Using the following snippet
use std::mem;
fn main() {
println!("size Option(bool): {} ({})", mem::size_of::<Option<bool>>(), mem::size_of::<bool>());
println!("size Option(u8): {} ({})", mem::size_of::<Option<u8>>(), mem::size_of::<u8>());
println!("size Option(u16): {} ({})", mem::size_of::<Option<u16>>(), mem::size_of::<u16>());
println!("size Option(u32): {} ({})", mem::size_of::<Option<u32>>(), mem::size_of::<u32>());
println!("size Option(u64): {} ({})", mem::size_of::<Option<u64>>(), mem::size_of::<u64>());
println!("size Option(u128): {} ({})", mem::size_of::<Option<u128>>(), mem::size_of::<u128>())
}
I see on my 64-bits machine:
size Option(bool): 1 (1)
size Option(u8): 2 (1)
size Option(u16): 4 (2)
size Option(u32): 8 (4)
size Option(u64): 16 (8)
size Option(u128): 24 (16)
So the overhead is not constant and goes up to 8 bytes. I wonder why the overhead is not just one byte to store the tag? I also wonder what representation is chosen by the compiler?
The Rust Reference on type layouts comes into play here:
[...] The size of a value is always a multiple of its alignment. [...]
The only data layout guarantees made by [the default] representation are those required for soundness.
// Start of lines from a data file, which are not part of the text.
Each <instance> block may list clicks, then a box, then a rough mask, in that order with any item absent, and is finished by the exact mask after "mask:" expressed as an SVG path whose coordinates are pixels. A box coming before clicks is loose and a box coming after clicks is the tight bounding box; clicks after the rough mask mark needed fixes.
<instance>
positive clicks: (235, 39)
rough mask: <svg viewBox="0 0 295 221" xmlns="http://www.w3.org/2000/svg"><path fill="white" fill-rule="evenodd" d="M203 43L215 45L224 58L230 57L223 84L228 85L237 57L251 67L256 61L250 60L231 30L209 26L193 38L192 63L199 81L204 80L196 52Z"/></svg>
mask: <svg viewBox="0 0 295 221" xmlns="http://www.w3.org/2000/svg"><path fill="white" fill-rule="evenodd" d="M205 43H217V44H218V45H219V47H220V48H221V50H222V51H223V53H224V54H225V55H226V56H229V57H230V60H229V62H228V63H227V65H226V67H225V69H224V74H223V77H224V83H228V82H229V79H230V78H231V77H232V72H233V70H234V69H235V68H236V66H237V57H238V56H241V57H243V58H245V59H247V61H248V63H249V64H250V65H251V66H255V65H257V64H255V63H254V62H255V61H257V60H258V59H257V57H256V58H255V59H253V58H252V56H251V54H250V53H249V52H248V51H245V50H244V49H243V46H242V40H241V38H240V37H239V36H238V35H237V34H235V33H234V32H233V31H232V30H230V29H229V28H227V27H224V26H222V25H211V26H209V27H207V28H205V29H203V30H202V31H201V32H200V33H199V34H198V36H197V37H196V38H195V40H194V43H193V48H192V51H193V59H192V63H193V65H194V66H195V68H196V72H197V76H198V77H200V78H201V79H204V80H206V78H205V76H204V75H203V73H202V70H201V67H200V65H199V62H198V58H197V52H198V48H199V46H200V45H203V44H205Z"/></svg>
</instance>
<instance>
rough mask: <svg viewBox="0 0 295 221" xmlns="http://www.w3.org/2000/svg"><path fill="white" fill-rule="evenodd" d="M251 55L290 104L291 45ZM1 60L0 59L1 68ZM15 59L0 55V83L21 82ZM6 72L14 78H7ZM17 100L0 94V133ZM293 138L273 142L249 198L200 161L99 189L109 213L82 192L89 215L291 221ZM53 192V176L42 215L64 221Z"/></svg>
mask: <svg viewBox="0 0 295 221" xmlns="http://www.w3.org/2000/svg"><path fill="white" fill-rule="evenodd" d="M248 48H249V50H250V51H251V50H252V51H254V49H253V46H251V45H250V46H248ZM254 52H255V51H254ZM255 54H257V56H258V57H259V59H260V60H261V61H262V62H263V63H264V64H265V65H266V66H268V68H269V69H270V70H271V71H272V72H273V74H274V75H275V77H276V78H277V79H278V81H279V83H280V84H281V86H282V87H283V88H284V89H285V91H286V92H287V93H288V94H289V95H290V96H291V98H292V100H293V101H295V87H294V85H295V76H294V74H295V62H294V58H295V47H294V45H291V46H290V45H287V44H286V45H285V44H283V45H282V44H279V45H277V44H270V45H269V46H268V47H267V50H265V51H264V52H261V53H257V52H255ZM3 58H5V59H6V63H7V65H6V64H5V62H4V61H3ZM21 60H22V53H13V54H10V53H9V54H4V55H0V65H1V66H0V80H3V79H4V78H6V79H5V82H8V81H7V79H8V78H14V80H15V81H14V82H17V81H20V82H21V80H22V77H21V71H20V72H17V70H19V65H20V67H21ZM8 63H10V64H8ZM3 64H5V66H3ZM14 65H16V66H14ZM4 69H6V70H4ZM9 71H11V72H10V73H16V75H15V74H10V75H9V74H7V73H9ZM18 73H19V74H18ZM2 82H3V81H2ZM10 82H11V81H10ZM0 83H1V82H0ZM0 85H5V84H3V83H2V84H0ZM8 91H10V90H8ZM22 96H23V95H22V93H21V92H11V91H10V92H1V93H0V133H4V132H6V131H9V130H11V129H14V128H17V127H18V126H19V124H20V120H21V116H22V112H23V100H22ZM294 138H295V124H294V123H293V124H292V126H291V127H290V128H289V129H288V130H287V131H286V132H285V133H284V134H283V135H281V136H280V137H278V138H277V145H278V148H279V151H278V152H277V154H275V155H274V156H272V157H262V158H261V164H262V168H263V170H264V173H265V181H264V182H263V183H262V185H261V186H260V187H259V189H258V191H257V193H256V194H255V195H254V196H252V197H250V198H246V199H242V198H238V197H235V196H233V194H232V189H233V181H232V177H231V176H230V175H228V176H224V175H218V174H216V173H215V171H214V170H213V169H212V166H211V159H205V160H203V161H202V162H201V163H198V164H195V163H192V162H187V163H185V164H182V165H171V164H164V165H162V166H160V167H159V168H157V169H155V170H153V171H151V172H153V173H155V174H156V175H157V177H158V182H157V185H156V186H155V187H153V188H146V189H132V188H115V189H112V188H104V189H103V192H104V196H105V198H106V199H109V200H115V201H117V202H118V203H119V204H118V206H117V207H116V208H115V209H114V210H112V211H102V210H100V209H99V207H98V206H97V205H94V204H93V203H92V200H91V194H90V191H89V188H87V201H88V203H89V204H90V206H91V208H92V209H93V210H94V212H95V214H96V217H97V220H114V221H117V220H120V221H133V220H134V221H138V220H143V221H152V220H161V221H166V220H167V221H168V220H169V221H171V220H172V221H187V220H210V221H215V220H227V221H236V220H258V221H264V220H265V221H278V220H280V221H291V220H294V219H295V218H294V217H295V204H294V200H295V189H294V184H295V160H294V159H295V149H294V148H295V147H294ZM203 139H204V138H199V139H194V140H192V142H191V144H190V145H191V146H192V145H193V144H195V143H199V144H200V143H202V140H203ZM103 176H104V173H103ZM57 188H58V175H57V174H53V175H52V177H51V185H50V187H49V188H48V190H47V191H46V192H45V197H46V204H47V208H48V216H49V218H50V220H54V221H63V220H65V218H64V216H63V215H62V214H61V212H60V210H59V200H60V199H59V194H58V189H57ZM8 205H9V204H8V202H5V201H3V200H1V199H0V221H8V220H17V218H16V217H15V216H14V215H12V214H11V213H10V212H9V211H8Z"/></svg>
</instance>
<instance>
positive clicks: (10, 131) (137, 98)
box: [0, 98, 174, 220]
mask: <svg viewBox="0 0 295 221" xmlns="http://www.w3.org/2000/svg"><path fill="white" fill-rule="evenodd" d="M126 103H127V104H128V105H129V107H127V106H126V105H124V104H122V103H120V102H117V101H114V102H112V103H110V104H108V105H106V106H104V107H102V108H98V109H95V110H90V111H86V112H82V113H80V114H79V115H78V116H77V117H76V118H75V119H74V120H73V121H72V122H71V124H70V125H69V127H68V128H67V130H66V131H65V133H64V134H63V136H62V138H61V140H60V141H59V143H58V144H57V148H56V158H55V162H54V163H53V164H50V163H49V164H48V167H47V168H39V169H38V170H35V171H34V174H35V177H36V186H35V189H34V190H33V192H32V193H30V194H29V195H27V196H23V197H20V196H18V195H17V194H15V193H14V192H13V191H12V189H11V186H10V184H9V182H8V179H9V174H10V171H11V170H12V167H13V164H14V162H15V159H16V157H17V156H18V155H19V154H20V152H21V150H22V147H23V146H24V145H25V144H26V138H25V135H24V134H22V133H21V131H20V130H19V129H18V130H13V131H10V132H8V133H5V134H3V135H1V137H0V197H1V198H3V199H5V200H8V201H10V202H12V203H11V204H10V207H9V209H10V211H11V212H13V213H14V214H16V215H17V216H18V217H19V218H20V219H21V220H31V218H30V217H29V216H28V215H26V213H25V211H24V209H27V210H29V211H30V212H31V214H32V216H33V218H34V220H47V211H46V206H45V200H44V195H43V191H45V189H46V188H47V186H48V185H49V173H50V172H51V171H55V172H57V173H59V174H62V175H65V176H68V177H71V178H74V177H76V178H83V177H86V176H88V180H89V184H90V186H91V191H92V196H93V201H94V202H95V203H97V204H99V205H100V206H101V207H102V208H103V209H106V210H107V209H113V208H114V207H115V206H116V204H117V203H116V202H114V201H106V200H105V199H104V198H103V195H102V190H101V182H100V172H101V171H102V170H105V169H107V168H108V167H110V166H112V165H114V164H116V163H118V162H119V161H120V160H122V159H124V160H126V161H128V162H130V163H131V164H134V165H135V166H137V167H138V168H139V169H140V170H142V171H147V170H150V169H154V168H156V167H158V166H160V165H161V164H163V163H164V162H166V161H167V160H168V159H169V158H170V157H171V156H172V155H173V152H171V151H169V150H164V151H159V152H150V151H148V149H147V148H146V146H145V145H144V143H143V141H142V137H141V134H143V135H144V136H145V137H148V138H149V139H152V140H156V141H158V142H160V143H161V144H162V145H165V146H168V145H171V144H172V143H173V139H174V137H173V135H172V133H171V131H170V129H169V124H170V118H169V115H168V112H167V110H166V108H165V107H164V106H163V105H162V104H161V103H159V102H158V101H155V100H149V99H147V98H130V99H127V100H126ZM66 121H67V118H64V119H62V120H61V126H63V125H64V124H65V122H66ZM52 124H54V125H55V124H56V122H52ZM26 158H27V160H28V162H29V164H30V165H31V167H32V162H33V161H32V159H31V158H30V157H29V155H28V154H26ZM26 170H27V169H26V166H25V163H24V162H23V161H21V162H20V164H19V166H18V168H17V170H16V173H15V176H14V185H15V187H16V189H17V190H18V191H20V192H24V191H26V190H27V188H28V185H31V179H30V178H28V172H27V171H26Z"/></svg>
They are: [...]
- The alignment of the type is at least the maximum alignment of its fields.
So the size of Option<T> must be rounded up to the nearest alignment of T, even if only one byte (or even one bit) is used to store the information of "value is present".
The exception is types that allow for "null pointer optimization", where Option<T> has the same size of T because it can represent None by using one of the invalid states of T. For example, bool only has two states, so the compiler will optimize and use one of the remaining 254 1-byte states to represent None for Option<bool>. This works for bool, &U, &mut U, fn, Box<U>, NonZero* and NonNull<U>.